After the passing of yet another legendary creative artist, people from around the globe have been paying tribute to pop musician Prince.
While many celebrities, fans and leading political figures paid homage to the influential singer; a number of brands also paid their respects. However, as social media has learned recently with the passing of David Bowie, brands have to tread carefully to make sure they don't cause offense.
For companies who did pay their respects, purple-themed posts and famous lyrics by the singer, were popular as a way of celebrating his work. Here are just a few.
Leading newspapers, such as The New Yorker and New York Daily News, also paid tribute to the late musician with front page designs.
On top of that, tech firms Google and Snapchat honored Prince with a respective "Google Doodle" and Snapchat filter of Purple Rain.
However, not every tribute received the most positive of responses from the public.
Cheerios posted an image saying "Rest in Peace" with a single Cheerio on the 'I', however the tweet was shortly removed. Screenshots of the image soon surfaced however.
General Mills, manufacturer of Cheerios, issued a statement sent to CNBC that said it was removed out of respect for Prince and those mourning, but the tweet was to pay respects to a fellow resident of Minnesota.
"As a Minnesota brand, Cheerios wanted to acknowledge the loss of a musical legend in our hometown. But we quickly decided that we didn't want the tweet to be misinterpreted, and removed it out of respect for Prince and those mourning," Mike Siemienas, manager of brand media relations at General Mills, said.

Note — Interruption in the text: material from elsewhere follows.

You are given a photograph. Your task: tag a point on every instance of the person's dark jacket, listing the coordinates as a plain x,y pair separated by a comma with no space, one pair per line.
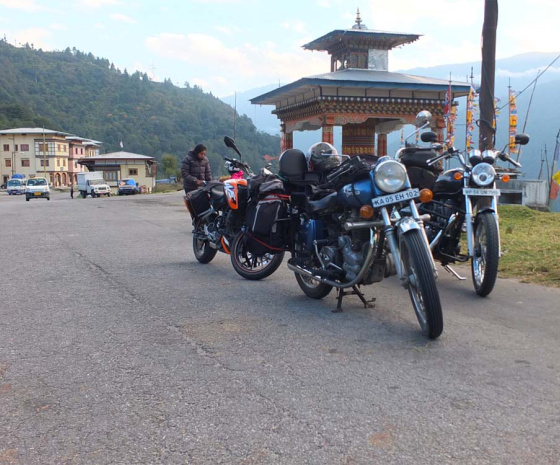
193,170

Other brands have also received mixed reviews from social media users, including manufacturer 3M; bourbon whisky brand Maker's Mark; and Hamburger Helper, with the latter having since deleted its Twitter post.
When it comes to tributes, it can become quite easy for brands to face criticism, Professor Christian Fuchs, director of the Westminster Institute for Advanced Studies, explains.
"When a celebrity such as Prince or David Bowie dies, all public and social media attention is for a couple of days on this event. Brands should refrain from making social media announcements mourning such tragic deaths," Fuchs told CNBC via email.
"They can easily face criticism that the impression is created they take advantage of public attention for commercial reasons."
"Death and the logic of commerce do not belong together. The end of a person's life is always tragic and such a loss should never be turned into an advertising spectacle," Fuchs added.
Prince passed away at his Paisley Park residence on Thursday morning, his publicist confirmed in a statement. The singer sold tens of millions of albums to fans across the globe during his career, and received several Grammy awards for his contribution. He was 57.